I came across a most interesting article on “How Complaining Rewires Your Brain for Negativity.” Essentially, it is a [not so surprising] corollary to the power of gratitude—underscored in a post from November, 2018 on “Count Your Blessings!”
In a nutshell, the article speaks of the brain’s desire or inclination to create shortcuts… and how the creation of some shortcuts (like complaining) can be unhealthy (no matter how “natural” it is or has become):
Repeated complaining rewires your brain to make future complaining more likely. Over time, you find it’s easier to be negative than to be positive, regardless of what’s happening around you. Complaining becomes your default behavior, which changes how people perceive you.

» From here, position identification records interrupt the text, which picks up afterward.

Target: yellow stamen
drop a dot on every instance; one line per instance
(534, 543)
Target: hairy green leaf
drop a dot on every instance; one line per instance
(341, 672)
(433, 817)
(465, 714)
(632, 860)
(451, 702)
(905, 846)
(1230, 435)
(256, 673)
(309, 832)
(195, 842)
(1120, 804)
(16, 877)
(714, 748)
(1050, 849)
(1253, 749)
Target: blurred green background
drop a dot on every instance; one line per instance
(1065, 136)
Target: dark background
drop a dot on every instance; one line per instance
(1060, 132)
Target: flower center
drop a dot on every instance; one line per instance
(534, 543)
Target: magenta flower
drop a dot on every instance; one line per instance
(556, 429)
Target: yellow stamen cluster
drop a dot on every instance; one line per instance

And here’s the kicker: complaining damages other areas of your brain as well. Research from Stanford University has shown that complaining shrinks the hippocampus — an area of the brain that’s critical to problem solving and intelligent thought…
While it’s not an exaggeration to say that complaining leads to brain damage, it doesn’t stop there. When you complain, your body releases the stress hormone cortisol. Cortisol shifts you into fight-or-flight mode, directing oxygen, blood and energy away from everything but the systems that are essential to immediate survival. One effect of cortisol, for example, is to raise your blood pressure and blood sugar so that you’ll be prepared to either escape or defend yourself.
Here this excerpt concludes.